Die Aargauer Ikea-Häuser sind nicht nur für Flüchtlinge

Der Kanton Aargau kauft 200 Plastikhäuser für die Unterbringung von Flüchtlingen. Regierungsrätin Susanne Hochueli präsentierte sie am Donnerstag in Frick der Bevölkerung. Die auch als Ikea-Häuser bezeichneten Bausatz-Unterkünfte hätte der Kanton aber sowieso gekauft, für die eigene Bevölkerung.
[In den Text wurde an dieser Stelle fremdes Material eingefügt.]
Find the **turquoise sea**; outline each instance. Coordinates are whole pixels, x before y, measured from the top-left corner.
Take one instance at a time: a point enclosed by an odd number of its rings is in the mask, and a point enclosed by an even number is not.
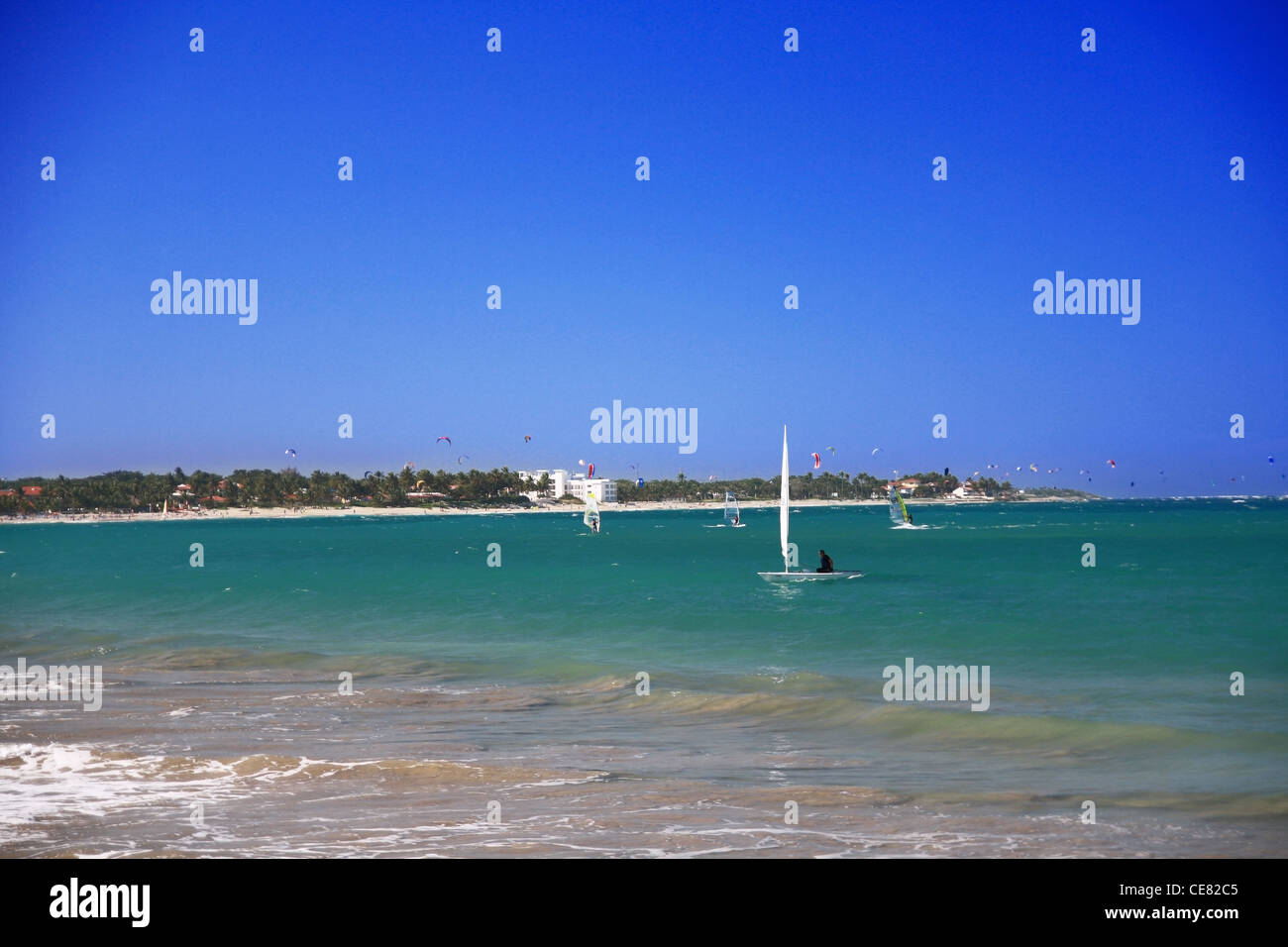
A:
[[[1288,854],[1288,501],[914,512],[0,524],[0,854]]]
Inneres eines kleinen Plastikhäuschens

Bildlegende: So könnte es im Innern eines «Shelter» aussehen, aber die Einrichtung der Plastikhäuser ist variabel. Alex Moser/SRF

Die sogenannten «Shelter», Plastikhäuser aus einem Bausatz, sind tatsächlich für Flüchtlinge gedacht: Eine Ikea-Stiftung hat sie zusammen mit dem Uno-Flüchtlingshilfswerk entwickelt. Die Häuser sollen Zelte ersetzen, sie sind etwas stabiler und bieten Schutz vor Wind und Regen.

Dieses Konzept hat auch die Abteilung Militär und Bevölkerungsschutz beim Kanton Aargau überzeugt. Sie setzt diese Shelter nun als provisorische Flüchtlingsunterkunft ein. Allerdings werden die Häuser im Winter in einer Halle platziert, weil sie nicht beheizbar sind.

100 Bausätze hat der Kanton bisher beschafft, 100 weitere sind bestellt und werden im nächsten Jahr geliefert. Die Bestellung hat insgesamt einen Wert von etwa 240'000 Franken.

Die Häuser sind gar nicht für Flüchtlinge

Was in der gesamten Berichterstattung bisher kaum erwähnt wurde: Diese Ikea-Plastikhäuser waren im Aargau ursprünglich gar nicht für die Flüchtlinge gedacht. «Wir decken damit ein Defizit ab, das in der Gefährdungsanalyse aufgetaucht ist», erklärt Andreas Flückiger von der Abteilung Militär und Bevölkerungsschutz.

Die Erklärung: Die Gefährdungsanalyse ist eine Untersuchung der Behörden, welche Schwachsstellen und Risiken im Sicherheitsbereich zeigen soll. Zum Beispiel wird ermittelt, wo Hochwasser auftreten könnten und welche Folgen diese Katastrophen hätten. Anschliessend werden Massnahmen entwickelt, um solchen möglichen Ereignissen zu begegnen.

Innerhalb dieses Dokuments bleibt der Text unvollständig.